Madonna’s trashy-lady dresses, Mozart’s brocade frock coats and the Raj’s turbans and dhoti pants are all now showing daily on the fashion runways and are expected to attract new retail audiences come July and August.
The film frocks are all part of a new youth movement here that is making this first week of designer shows one of the most exciting in many seasons. While there are similarities between London’s frock-coated dandies and New York’s Mozart movement, the attitude here is definitely more upbeat. The clothes look snappy and happy. There’s an air of excitement at the shows. And instead of London’s defiant models making obscene gestures as they gyrate down the runways, models here bounce happily from minis to midis, tunics to tights, sheaths to shimmies.
If there is one item to date that sums up this feeling of ‘50s wholesomeness and ‘60s energy, it’s Marc Jacob’s big, oversize sweaters emblazoned with that famous smiling face that used to appear on everything from windshields to T-shirts back in the late ‘60s. Jacob’s collection for Sketchbook is a delightful amalgam of Madonna trash (silver lame tunics and tights) and Mozart madness (brocade frock coats and leotards).
Norma Kamali sees the new mood as a direct expression of music. “Whenever rock ‘n’ roll is strong, fashion is costumey,” she maintains, proving her theory with a collection of ‘30s coat shapes and ‘40s suit shapes that translate as totally ‘80s in her amazing new fake furs.
Kamali’s make-believe menagerie includes leopard, monkey, tiger and Persian lamb shaped into everything from hats and muffs to peplumed ice skater’s suits that might have stepped out of a Currier & Ives print. The pretend pelts not only look real, they feel real. And they appear destined to do as much for the synthetic fur industry as her rah-rah clothes did for sweat-shirting.
If there is one designer in New York who can claim to be the queen of rock ‘n’ roll fashion, it’s Betsey Johnson. She never ceases to be inspired by the decade she helped to invent--the ‘60s--and she just gets better and better at giving it new life.
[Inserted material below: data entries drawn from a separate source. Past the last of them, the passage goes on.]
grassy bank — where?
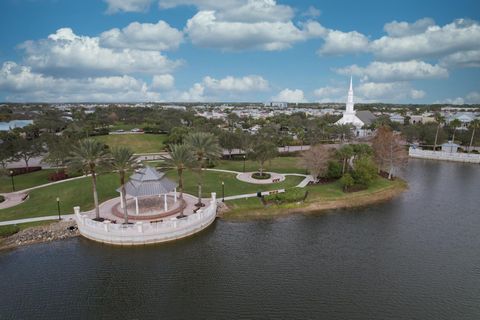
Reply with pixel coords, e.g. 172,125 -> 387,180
223,177 -> 407,220
95,134 -> 167,153
0,169 -> 55,193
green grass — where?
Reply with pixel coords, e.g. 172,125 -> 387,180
215,157 -> 305,174
0,173 -> 119,221
167,170 -> 303,198
0,169 -> 55,192
0,220 -> 56,238
94,134 -> 167,153
226,177 -> 406,219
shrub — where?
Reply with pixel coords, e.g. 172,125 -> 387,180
7,167 -> 42,176
340,173 -> 355,191
352,157 -> 377,186
252,172 -> 271,180
265,188 -> 307,204
0,224 -> 20,237
326,161 -> 342,179
48,170 -> 68,181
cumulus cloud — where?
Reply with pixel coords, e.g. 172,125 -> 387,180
185,11 -> 305,51
370,19 -> 480,60
440,50 -> 480,68
99,20 -> 183,51
383,18 -> 435,38
0,61 -> 160,102
318,30 -> 369,55
336,60 -> 448,82
272,88 -> 307,103
151,74 -> 175,90
104,0 -> 151,13
20,28 -> 181,77
203,75 -> 269,92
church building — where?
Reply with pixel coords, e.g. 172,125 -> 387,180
335,77 -> 376,137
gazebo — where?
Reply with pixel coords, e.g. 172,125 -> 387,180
117,166 -> 177,216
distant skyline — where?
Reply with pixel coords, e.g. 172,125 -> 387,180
0,0 -> 480,104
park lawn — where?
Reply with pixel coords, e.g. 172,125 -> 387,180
0,169 -> 55,193
215,157 -> 305,174
94,134 -> 167,153
0,173 -> 120,221
163,170 -> 303,198
225,177 -> 407,219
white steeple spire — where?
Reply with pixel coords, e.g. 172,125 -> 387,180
345,76 -> 355,113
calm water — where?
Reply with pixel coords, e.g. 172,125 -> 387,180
0,120 -> 33,131
0,160 -> 480,319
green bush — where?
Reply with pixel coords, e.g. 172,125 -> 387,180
326,161 -> 342,179
0,224 -> 20,238
252,172 -> 271,180
340,173 -> 355,191
352,157 -> 377,186
265,188 -> 306,204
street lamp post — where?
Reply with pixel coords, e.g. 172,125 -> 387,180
57,197 -> 62,221
10,170 -> 15,191
222,181 -> 225,202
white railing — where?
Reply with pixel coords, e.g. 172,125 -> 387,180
408,148 -> 480,163
74,193 -> 217,245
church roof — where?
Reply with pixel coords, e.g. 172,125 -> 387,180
117,166 -> 177,197
356,110 -> 377,126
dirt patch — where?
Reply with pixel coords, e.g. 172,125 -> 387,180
0,220 -> 79,250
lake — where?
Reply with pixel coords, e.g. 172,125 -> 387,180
0,160 -> 480,319
0,120 -> 33,131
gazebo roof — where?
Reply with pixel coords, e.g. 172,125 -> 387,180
117,166 -> 177,197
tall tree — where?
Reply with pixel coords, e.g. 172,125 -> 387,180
163,144 -> 196,199
335,144 -> 355,175
111,147 -> 138,224
433,112 -> 445,151
68,138 -> 110,219
450,119 -> 462,143
300,144 -> 334,181
184,132 -> 222,206
468,119 -> 480,152
372,127 -> 408,179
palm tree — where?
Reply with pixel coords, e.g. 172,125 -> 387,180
468,119 -> 480,152
184,132 -> 222,207
163,144 -> 195,199
68,139 -> 109,219
433,112 -> 445,151
111,147 -> 138,224
450,119 -> 462,143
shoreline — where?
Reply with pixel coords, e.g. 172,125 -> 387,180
0,179 -> 408,251
219,179 -> 408,221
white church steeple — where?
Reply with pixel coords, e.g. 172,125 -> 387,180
345,76 -> 355,114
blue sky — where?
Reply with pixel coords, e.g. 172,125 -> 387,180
0,0 -> 480,104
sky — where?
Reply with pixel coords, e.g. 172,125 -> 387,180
0,0 -> 480,104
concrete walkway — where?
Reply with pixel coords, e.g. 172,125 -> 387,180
0,214 -> 73,226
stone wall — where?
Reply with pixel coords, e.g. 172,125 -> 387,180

She pays special tribute to the late Rudi Gernreich in her program notes and recalls his ‘60s successes with go-go dresses, zipper-ringed mod jump suits and poor boy sweaters. Johnson’s tulle-petticoat jersey dresses and black fishnet stockings look especially right this season bopping down the runway with male models wearing black crushed velvet jackets over nothing but black wool jersey tights.
The youthful exuberance that seems to be bursting out all over New York is interpreted by Willi Smith as a red, white and blue salute to the Statue of Liberty, flamenco fanfare for a Spanish dancer and a fashion passage to India that combines khaki cotton jodhpurs with chiffon turbans and blouses.
Like Kamali, Smith offers fake furs in such new looks as bright red teddy bear coats for both men and women. His denim jodhpurs could become the new blue jeans, and his white matelasse vests with white chiffon dhoti pants look especially right for the dance floor. Wigs and sunglasses are making a big comeback with young designers, as are fake eyelashes and high-top shoes.
Todd Oldham brings back the skintight sheath dress of early ‘60s memory, and his iridescent taffeta jackets and tapestry frock coats give a whole new life to Mozart’s favorite look.
In one of those rare life-imitates-art moments, the man who won an Academy Award for costuming “Amadeus” is here this week making the rounds of the shows. He’s Czechoslovakia’s Theodor Pistek, and his eyes light up every time a brocade frock coat or pair of satin tights hits the runway.